Valuation Multiples for Fence Construction

Valuation Multiples for Fence Construction

The fence construction industry includes businesses that primarily construct and install fencing. In the United States, there are nearly 54,000 fence construction companies. These businesses generate about $11.3 billion in revenue. The primary driver of this industry is residential construction. As such, the high demand for residential construction increased the demand for fencing. However, this rise is expected to decline as the residential market cools with rising interest rates and construction costs. Increases in the price of steel and purchase costs are also anticipated to lead to a decline in profit for fence construction businesses. These factors all impact the value of a fencing company. As well as valuation multiples for a fencing company.

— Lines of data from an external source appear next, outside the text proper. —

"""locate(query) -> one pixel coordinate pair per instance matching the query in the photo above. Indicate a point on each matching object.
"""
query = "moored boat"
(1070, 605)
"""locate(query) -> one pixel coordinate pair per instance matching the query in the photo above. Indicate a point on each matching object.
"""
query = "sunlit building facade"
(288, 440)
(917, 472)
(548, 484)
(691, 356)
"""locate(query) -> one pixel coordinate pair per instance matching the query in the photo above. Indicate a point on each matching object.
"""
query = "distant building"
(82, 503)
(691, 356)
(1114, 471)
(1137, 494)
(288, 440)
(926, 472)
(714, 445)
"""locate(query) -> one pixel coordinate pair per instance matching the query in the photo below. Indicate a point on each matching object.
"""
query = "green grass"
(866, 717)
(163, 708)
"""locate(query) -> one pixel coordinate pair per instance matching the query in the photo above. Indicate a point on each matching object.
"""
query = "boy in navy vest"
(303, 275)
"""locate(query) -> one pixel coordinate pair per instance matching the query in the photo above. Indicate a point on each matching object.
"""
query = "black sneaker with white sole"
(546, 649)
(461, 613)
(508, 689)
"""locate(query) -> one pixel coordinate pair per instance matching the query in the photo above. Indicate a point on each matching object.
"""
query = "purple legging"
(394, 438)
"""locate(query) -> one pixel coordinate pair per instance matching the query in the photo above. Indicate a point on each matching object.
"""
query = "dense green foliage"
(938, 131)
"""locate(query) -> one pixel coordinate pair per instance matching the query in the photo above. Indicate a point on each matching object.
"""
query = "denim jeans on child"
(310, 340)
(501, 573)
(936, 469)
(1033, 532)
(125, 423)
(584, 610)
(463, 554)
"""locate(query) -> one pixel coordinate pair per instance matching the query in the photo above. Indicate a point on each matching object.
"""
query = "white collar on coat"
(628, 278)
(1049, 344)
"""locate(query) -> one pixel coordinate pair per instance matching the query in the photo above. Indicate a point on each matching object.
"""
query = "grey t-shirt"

Valuing a Fence Construction Company

There are many methods a valuation expert uses to value a fence construction company. Often valuation multiples for fence construction are used to determine a fair market value. A business valuation identifies the methods the expert uses and the applicable valuation multiple for the fencing company. If you plan on buying or selling a fence construction company, understanding the value is key.

A business appraisal will help determine the fair market value. If you are buying a fencing business, the business valuation will help you when negotiating a fair purchase price. It is also useful in understanding the strengths and weaknesses of the fence construction company.

If you plan on selling a fence construction company, a business valuation will help you to understand how to maximize the value. It will also help in determining a fair listing price – you don’t want to list your business for sale at too high of a value or too low of a value.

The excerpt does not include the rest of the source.